Scientific contributions 
Protein translocation:  As a graduate student and postdoctoral fellow working with Dr. Randy Schekman at the University of California, Berkeley, Deshaies discovered Sec61, which comprises the heart of the translocon that mediates insertion of secretory and membrane proteins into the endoplasmic reticulum of all eukaryotic cells.  He went on to identify a complex of proteins that form the translocon in yeast cells.  In addition, Deshaies discovered a role for 70 kilodalton heat shock proteins (Hsp70s) in enabling the post-translational insertion of proteins into the endoplasmic reticulum and mitochondrial membranes.  This was the first specific, genetically- and biochemically-validated function to be discovered for a member of the Hsp70 family of proteins.

SCF and cullin–RING ubiquitin ligases:  As a postdoctoral fellow working with Dr. Marc Kirschner at the University of California, San Francisco, Deshaies discovered a biochemical function for the ubiquitin-conjugated enzyme CDC34, which he showed mediates conjugation of ubiquitin onto G1 cyclin proteins in yeast cells.

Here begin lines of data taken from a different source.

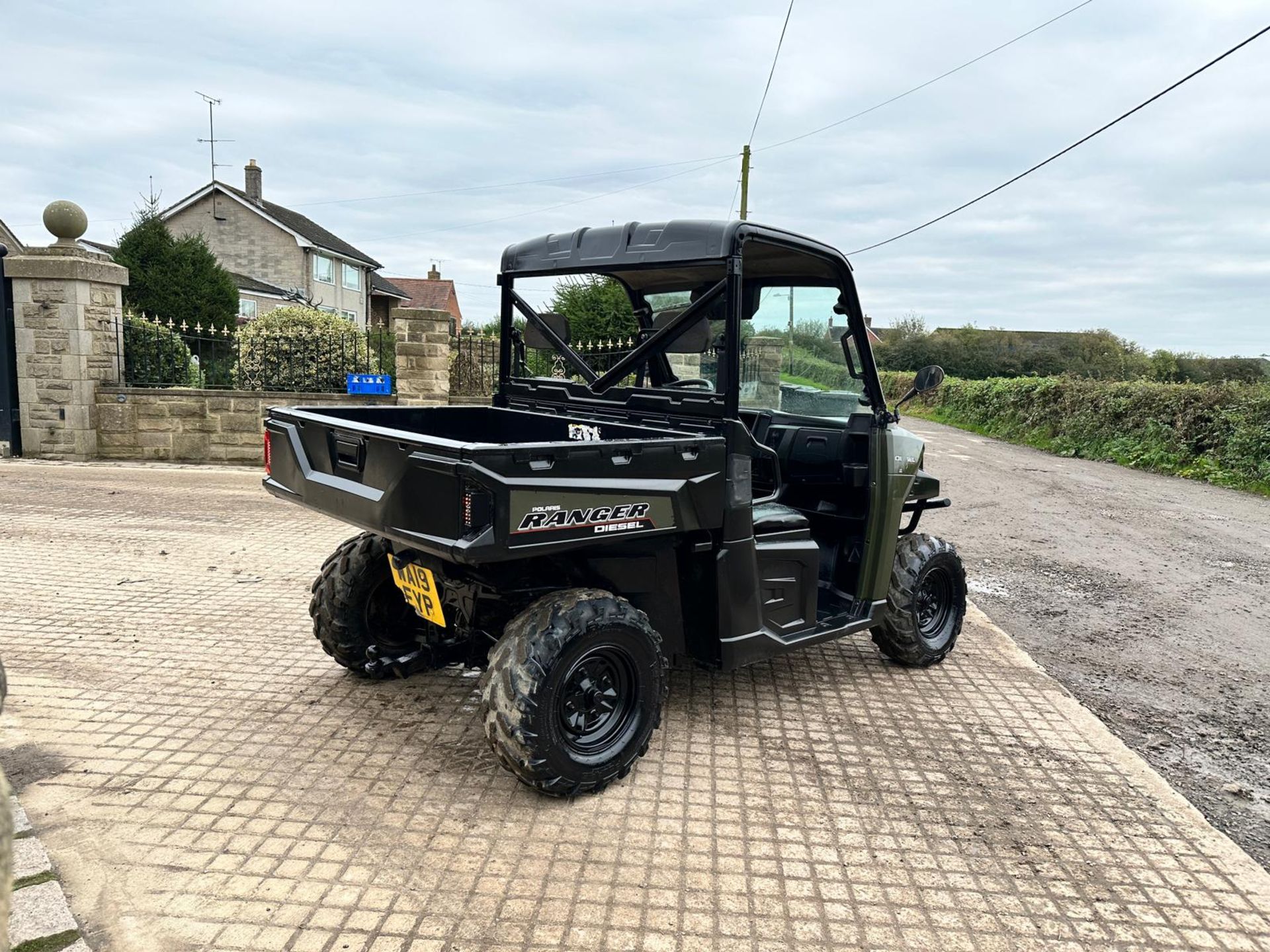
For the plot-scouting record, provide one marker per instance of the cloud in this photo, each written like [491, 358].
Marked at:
[1159, 230]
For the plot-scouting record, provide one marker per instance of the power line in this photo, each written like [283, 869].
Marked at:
[552, 207]
[923, 85]
[745, 171]
[1064, 151]
[667, 165]
[771, 73]
[512, 184]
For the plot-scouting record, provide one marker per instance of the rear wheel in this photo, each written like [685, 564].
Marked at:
[360, 616]
[574, 691]
[925, 603]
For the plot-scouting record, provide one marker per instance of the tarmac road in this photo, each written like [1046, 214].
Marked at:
[1148, 597]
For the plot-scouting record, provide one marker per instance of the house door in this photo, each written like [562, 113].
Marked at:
[11, 427]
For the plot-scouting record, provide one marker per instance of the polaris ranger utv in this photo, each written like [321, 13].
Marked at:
[613, 512]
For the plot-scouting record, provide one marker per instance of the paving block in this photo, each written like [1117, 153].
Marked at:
[30, 858]
[37, 912]
[21, 824]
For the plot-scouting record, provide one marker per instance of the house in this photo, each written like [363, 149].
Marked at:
[836, 333]
[432, 292]
[278, 255]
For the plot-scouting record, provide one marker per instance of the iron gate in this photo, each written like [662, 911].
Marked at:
[11, 426]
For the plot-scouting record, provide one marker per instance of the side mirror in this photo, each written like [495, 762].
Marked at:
[929, 379]
[926, 380]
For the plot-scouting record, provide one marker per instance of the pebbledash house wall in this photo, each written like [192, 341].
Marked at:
[248, 244]
[197, 426]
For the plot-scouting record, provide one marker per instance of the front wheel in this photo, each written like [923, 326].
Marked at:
[925, 603]
[574, 691]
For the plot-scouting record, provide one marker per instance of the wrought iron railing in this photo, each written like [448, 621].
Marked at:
[165, 353]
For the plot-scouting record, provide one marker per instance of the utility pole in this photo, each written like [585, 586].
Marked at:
[211, 143]
[792, 331]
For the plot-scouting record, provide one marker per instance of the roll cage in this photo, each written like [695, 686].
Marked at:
[728, 262]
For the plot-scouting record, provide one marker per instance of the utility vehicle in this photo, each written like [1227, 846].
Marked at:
[622, 507]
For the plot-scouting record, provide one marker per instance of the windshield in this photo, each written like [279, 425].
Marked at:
[814, 375]
[792, 354]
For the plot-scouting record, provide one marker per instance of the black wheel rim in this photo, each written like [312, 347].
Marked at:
[597, 701]
[934, 604]
[389, 619]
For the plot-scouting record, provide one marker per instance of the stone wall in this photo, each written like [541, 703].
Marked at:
[196, 426]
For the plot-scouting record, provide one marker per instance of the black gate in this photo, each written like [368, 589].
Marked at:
[11, 426]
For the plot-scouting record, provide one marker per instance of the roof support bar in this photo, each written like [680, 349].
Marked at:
[570, 354]
[661, 339]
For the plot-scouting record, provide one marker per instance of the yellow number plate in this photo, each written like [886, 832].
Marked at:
[419, 589]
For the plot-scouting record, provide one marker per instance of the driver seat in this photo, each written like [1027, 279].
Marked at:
[774, 517]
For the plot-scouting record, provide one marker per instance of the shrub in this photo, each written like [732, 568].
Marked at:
[1213, 432]
[155, 356]
[175, 277]
[305, 350]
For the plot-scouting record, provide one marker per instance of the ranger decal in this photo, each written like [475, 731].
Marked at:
[601, 518]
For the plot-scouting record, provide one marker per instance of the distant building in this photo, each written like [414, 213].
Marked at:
[433, 292]
[836, 333]
[278, 255]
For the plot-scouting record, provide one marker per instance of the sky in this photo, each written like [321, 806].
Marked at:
[1158, 230]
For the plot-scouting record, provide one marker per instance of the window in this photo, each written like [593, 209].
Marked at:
[799, 324]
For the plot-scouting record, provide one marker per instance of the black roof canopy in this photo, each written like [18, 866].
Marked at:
[624, 251]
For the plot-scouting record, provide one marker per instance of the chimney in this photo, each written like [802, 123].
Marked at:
[252, 177]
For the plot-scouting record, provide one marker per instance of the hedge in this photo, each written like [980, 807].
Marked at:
[1213, 432]
[157, 356]
[305, 350]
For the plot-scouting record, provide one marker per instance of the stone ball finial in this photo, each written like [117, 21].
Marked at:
[65, 221]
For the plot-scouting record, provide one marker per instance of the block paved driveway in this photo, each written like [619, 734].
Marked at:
[205, 778]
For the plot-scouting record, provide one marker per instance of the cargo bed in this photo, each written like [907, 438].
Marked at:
[479, 484]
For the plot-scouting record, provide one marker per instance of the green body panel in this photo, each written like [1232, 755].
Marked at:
[896, 456]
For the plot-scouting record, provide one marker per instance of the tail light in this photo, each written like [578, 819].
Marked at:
[478, 508]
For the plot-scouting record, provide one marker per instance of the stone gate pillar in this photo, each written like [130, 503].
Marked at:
[67, 307]
[767, 353]
[422, 354]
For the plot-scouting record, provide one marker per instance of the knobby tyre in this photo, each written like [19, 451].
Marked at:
[574, 691]
[925, 602]
[360, 616]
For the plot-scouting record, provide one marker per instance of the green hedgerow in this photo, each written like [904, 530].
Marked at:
[1213, 432]
[302, 349]
[155, 356]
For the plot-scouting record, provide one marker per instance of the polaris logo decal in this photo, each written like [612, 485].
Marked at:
[601, 518]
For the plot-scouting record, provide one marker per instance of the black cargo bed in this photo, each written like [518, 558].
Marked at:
[476, 484]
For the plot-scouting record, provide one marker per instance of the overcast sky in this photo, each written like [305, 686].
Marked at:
[1159, 229]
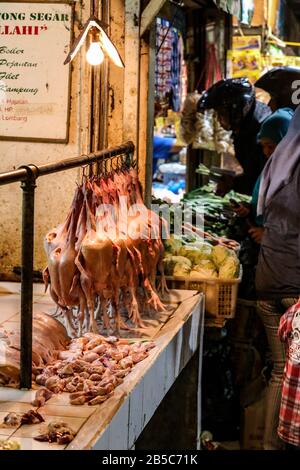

Upon starting his laboratory at Caltech, Deshaies studied the function of Cdc34 and how it relates to progression through the cell division cycle.  These studies led his laboratory to discover the SCF complex SCFCdc4, which is the progenitor of what is now known to be a large family of ~250 enzymes known as cullin–RING ubiquitin ligases (CRLs) that are conserved throughout eukaryotes and exert a major impact on the regulation of numerous cellular and organismal processes.  In parallel, they established the paradigm of phosphorylation-dependent targeting of SCF substrates.  His lab went on to discover the critical catalytic subunit of SCFCdc4 (known as Rbx1/Roc1/Hrt1) and describe its mechanism of action.  Subsequent studies identified key aspects of CRL mechanism of action.  Particularly notable were their discoveries relating to the CRL regulators COP9 signalosome (CSN) and CAND1.  In 2001-2002, the Deshaies lab showed that CSN, together with proteasome subunit Rpn11/PSMD14, are the founding members of a novel family of deubiquitinating enzymes.  CSN plays a key role in regulating SCF and other CRL enzymes by removing the ubiquitin-like protein NEDD8 from their cullin subunit.  In 2013, they showed that Cand1 has the unusual property of being a ‘protein exchange catalyst’ that equilibrates F-box subunits of SCF ubiquitin ligases with the cullin scaffold subunit.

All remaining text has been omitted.